BLICK: Herr Luthe, heute entscheidet das Schweizer Parlament darüber, ob die Knebelverträge, mit denen Buchungsportale wie Booking.com die Hotels an sich binden, verboten werden sollen. Deutschland ist da schon weiter. Was ist der Stand?
Markus Luthe: Als Vertreter der Hotellerie ist man David im Kampf gegen Goliath. Wobei wir als David erstaunlich viele Erfolge haben. Aber wir hatten auch Partner: In Deutschland hat die Kartellbehörde die Bestpreis-Klauseln der Plattform HRS schon 2013 für wettbewerbswidrig erklärt, worauf wir auch um Ermittlungen gegen Booking.com und Expedia gebeten haben. Seit 2016 darf auch Marktführer Booking.com diese Klauseln nicht mehr anwenden. Allerdings ist der Streit noch nicht entschieden, denn Booking.com wehrt sich vor Gericht dagegen.
Deutsche Hotels dürfen seit 2016 auf der eigenen Website wieder günstigere Preise anbieten als bei Booking.com. Was hat das gebracht?
Die ersten Untersuchungen zeigen, dass die Hotels wieder dabei sind, die Preisführerschaft zu übernehmen. So hat ein Preisvergleichsportal ermittelt, dass es in 76 von 100 Fällen den günstigsten Preis für Direktbucher gab. Obwohl die Portale die Preispolitik noch immer überwachen und fast täglich E-Mails an die Hotels schicken. Früher waren dies Verwarnungen, heute nennen sie es «Empfehlungen zur Optimierung des Preisverhaltens». Für mich ist es Stalking.
Hat sich denn seit dem Verbot der Knebelverträge etwas am Marktanteil der Portale geändert?
Ja.
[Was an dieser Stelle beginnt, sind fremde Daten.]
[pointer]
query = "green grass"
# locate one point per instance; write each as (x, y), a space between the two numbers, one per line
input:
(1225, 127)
Der Marktanteil der Portale hat allen gerichtlichen Unkenrufen zum Trotz weiter zugelegt, allen voran jener des eindeutigen Platzhirsches Booking. Das zeigt: Das Verbot beeinträchtigt das Geschäftsmodell dieser Seiten überhaupt nicht.
Ich finde die Portale super: Ich bekomme eine Übersicht über die verfügbaren Zimmer, die Lage und Bewertung des Hotels, kann direkt buchen und bis zum letzten Moment stornieren.
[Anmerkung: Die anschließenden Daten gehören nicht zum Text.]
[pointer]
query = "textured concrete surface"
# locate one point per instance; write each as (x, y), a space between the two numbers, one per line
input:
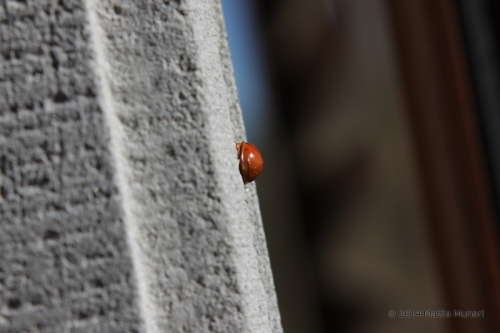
(122, 209)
Bequem ist es für Sie, das stimmt. Aber ist es auch das Beste? Zuerst ein Wort zu den Bewertungen: Wenn Sie denen blind vertrauen, ist das leider etwas naiv. Den Empfehlungs-Daumen zum Beispiel kann man als Hotel hinzubuchen. Kostet drei Prozent mehr Provision. Das macht gut die Hälfte aller Hotels, weil es ihnen hilft, die Zimmer zu verkaufen. Wirklich negativ für den Konsumenten ist aber die Marktmacht der Portale. In Deutschland erfolgt heute jede vierte Buchung über Booking und Co. Drei grosse Portale teilen sich 96 Prozent des Marktes. Dort findet kein Wettbewerb mehr statt. Hotels, die freie Unternehmer sind, werden wie Franchisenehmer behandelt. Auch für den Kunden ist das schlecht.
Warum?
Weil wegen der Provisionen, die das Hotel an Booking und Co. zahlen muss, die Zimmerpreise steigen. Und die Provisionen gehen geradezu durch die Decke. Ich kann mich noch an Zeiten erinnern, als es acht und zehn Prozent waren. Heute zahlt ein Hotel 15 Prozent. Bei einer Direktbuchung sind die Spielräume des Hoteliers grösser. Also kann er dem Gast mehr entgegenkommen.
Booking sagt aber, auch die Hotels profitierten. Denn allein in der Schweiz generiere das Portal 1,8 Millionen Logiernächte.
Das ist Quatsch! Booking verteilt die Übernachtungen ja nur. Als Tourist haben Sie sich ja schon entschieden, dass Sie nach Zermatt fahren, bevor Sie ein Hotel buchen. Das heisst: Irgendwo in Zermatt hätten Sie ohnehin übernachtet.
Bleiben wir in der Schweiz. Als Deutscher kann es Ihnen recht sein, wenn die Schweiz hier nicht mitzieht. Dadurch werden vielleicht deutsche Hotels attraktiver.
So egoistisch tickt in der Branche niemand. Es ist absurd, in der Mitte Europas eine Insel zu haben, auf der der Hotelier keine Freiheit hat, seine Preise selbst zu bestimmen. Die Schweiz muss nachziehen – im ureigensten Interesse.